Paul Giles, “Sentimental Posthumanism: David Foster Wallace”

For Paul Giles, Wallace’s works envisage a world in which technology has flattened the playing field of institutional access, privilege and perspective, such that the “geographic materialism” and sublimated institutional cartography that made claims about the value of urban and rural spaces of the post-modern era are occluded entirely. Wallace’s post-postmodernism moves beyond spacial perspectives, as distributed networks operate in all geographic spaces simultaneously.

Giles mentions Wallace’s assertion in “E Unibus Pluram…” that today’s social stratification is divorced of geography, and rather rests on generational distinctions. We bond over what television shows we enjoy, not by what part of the country, or even world, we are from. Furthermore, Wallace rejects liberal humanism’s critique of technology, television specifically (but also information technology, and developments in biology and genetics), and instead focuses on how these developments have left humans uncertain and confused regarding their epistemological status. Wallace’s works are highly aware technology’s growing prevalence and power in our environments and the blurring of human and machine. This awareness is the foundation for post-humanism, which explores not the end of the human or of humanity, but rather the end of the sovereignty of the human subject that is assumed in liberal humanism. Instead of a focusing on multiculturalism or diversity, the post-human writer is concerned with the ontology of the human as a cyborg and the “revised relationship between mind and matter” that accompanies the rise of technology (329).

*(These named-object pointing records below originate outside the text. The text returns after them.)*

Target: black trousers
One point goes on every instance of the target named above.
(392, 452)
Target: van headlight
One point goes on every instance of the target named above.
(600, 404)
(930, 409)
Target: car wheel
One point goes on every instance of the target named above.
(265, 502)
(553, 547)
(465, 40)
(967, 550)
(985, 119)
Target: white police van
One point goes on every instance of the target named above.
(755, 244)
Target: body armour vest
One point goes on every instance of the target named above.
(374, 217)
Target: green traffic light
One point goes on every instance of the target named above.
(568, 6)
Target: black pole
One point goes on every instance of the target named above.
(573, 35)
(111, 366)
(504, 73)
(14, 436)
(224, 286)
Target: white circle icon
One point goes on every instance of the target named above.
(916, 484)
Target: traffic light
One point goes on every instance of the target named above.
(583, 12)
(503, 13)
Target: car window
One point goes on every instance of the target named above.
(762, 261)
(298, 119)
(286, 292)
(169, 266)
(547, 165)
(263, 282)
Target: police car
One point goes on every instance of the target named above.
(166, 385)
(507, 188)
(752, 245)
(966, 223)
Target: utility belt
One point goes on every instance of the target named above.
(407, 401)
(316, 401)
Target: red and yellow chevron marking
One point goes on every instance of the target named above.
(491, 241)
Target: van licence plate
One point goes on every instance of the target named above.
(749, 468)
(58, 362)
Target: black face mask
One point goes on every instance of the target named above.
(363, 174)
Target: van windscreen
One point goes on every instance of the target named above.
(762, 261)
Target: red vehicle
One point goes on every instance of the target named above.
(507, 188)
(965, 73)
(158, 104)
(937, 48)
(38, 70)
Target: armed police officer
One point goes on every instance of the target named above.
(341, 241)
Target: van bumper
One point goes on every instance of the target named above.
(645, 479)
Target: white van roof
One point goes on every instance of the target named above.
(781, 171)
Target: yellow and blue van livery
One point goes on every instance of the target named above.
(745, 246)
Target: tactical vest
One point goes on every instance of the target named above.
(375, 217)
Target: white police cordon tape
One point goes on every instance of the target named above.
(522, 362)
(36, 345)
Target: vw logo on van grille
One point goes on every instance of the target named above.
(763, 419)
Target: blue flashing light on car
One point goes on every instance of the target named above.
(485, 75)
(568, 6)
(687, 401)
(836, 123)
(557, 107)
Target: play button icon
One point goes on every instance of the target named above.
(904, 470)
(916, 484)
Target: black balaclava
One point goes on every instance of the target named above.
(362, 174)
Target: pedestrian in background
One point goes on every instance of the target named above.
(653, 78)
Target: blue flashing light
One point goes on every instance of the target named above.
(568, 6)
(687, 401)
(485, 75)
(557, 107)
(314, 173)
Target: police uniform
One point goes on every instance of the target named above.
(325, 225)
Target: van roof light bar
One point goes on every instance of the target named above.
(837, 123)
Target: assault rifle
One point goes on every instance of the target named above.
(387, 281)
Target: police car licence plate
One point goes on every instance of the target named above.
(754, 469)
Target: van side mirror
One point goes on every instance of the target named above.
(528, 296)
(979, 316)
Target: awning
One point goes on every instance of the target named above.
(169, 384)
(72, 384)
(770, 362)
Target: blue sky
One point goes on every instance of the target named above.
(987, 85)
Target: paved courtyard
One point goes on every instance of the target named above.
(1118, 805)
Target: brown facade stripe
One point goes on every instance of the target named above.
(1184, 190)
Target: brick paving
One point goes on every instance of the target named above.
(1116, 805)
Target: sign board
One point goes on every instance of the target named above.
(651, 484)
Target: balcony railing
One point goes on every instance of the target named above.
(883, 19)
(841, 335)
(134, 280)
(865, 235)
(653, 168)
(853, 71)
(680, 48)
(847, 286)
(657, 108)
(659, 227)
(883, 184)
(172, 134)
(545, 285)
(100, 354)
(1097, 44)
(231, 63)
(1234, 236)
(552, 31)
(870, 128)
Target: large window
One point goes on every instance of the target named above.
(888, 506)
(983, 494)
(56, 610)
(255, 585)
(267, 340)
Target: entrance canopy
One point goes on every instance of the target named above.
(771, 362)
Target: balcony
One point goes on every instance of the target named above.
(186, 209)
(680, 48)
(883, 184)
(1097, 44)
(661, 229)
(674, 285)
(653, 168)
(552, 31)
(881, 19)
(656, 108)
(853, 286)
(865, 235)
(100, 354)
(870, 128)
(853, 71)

Informatics is not the only face of post-humanism and post-postmodernism. DFW immerses readers in worlds where post-human sensibility has filtered into everyday life, such that the narrow interpretation of the cyborg is expanded to include a human sentimentalism and philosophical historicity.

“Many of Wallace’s stories take issue explicitly with the reflexive dimensions of postmodernism, seeking to use human perspectives to subvert a culture of corporate images in which the legends of TV advertising have become naturalized” (331). Wallace recognizes that reflexivity and irony have become corporate and mechanized, such that they fail to reveal anything of substance; however, he relies on these same concepts to relay the post-human world. Wallace requires of his characters a certain emotional risk and connectivity in order to reject this commodification (much in the same way that the addicts of AA must connect in order to reject their addictions).  In doing so, Wallace holds on to a sort cultural idealism in a “radically alien technological environment” (332). Wallace recognized that literature requires “a willingness to disclose yourself, open yourself up in a spiritual and emotion ways that risk making you look banal or melodramatic or naive or unhip or sappy, and to ask the reader to really feel something.” This is why he feels that the novel is particularly capable of capturing the human nostalgia and sentimentalism that still exists in the technologically transformed post-human world.

Giles considers this a “validation of the common sentiment” and relays that Wallace’s works seek to uncover this sentiment while simultaneously relying on the repetition present in modern culture to dissect the world. He uses recursive structures to create a text in which “no outside is readily available.” Thus his characters are posited within the belly of the recursive, distribute digital networks (as well as the commercial, commodified, globalized) that mark the social, political and geographical landscape of the post-humanist era. For Wallace, the possibility of transcendence (of breaking free of the commercialization and industrialization of culture) is obtained “by assimilating and refracting [science/technology/industry] in elliptical forms” (333).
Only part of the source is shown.